LAFAYETTE, Indiana — Tippecanoe County commissioners acted legally when they passed an ordinance blocking a proposed limestone quarry project along the Wabash River, a judge has ruled.
The judge ruled in favor of the county on all counts in a case brought against them by Nashville, Tennessee-based Rogers Group Inc. over a quarry planned near the town of Americus, WLFI-TV and the Journal and Courier reported Monday.
The commissioners passed the ordinance last year.
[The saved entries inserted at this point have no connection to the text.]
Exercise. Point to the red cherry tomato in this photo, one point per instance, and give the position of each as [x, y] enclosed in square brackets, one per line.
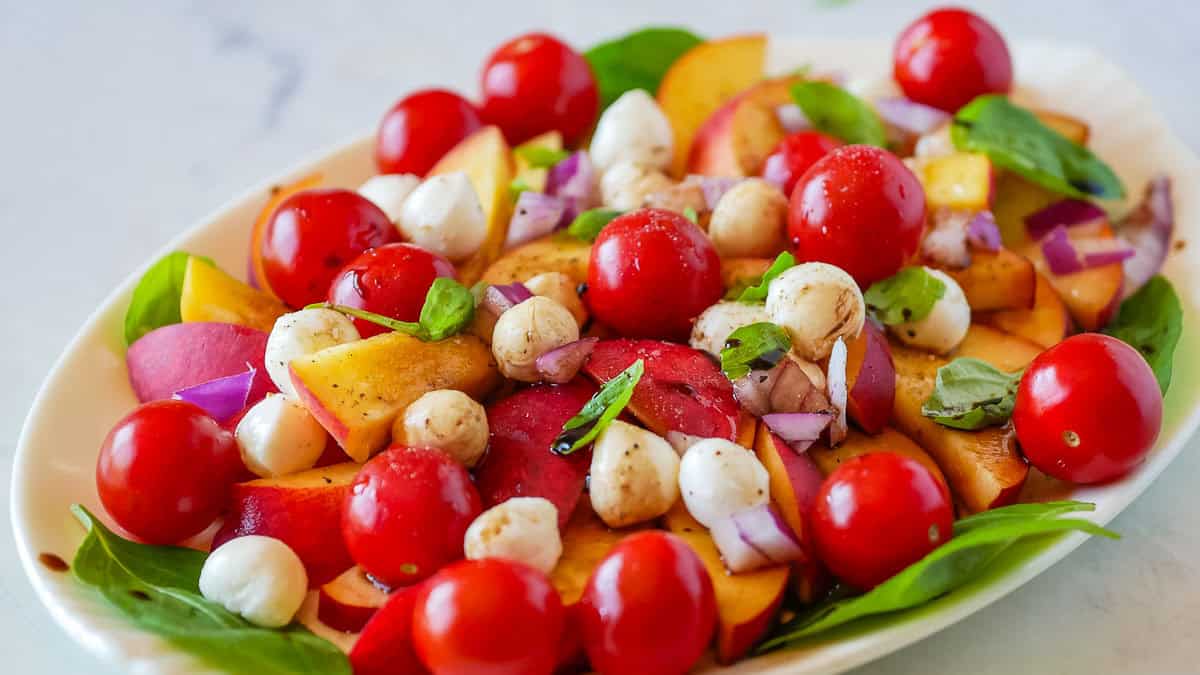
[876, 514]
[165, 471]
[795, 155]
[312, 236]
[648, 607]
[534, 84]
[391, 280]
[487, 617]
[421, 127]
[407, 513]
[948, 57]
[652, 272]
[858, 208]
[1087, 410]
Rogers Group filed its lawsuit in January, alleging that the county commission did not have power to do so, had violated Rogers Group's mineral rights and taken land owned by the company for public use without just compensation.
The ruling, issued Friday by Tippecanoe Superior Court Judge Randy Williams, disagreed.
"The Board of Commissioners of Tippecanoe County properly passed the Ordinance as an exercise of its broad home rule authority to regulate conduct, or use or possession of property that might endanger the public health, safety or welfare," the ruling said.
County Commissioner Tom Murtaugh said the court saw the ordinance as a public safety measure rather than a zoning ordinance, which was key to the ruling.
"We're happy that at least at this point unless an appeal is filed, this is the end of the issue of the quarry in Americus," Murtaugh said.
The company issued a statement, saying it is "in the process of reviewing options."
Rogers Group wanted to build a quarry on 524 acres of land near Americus.
The ordinance approved by the county's Board of Commissioners in July prohibits stone quarries within a two-mile radius of 100 homes. Many residents in the area about 10 miles northeast of Lafayette have opposed the quarry plans, citing worries such as dust, truck traffic, blasting and property values.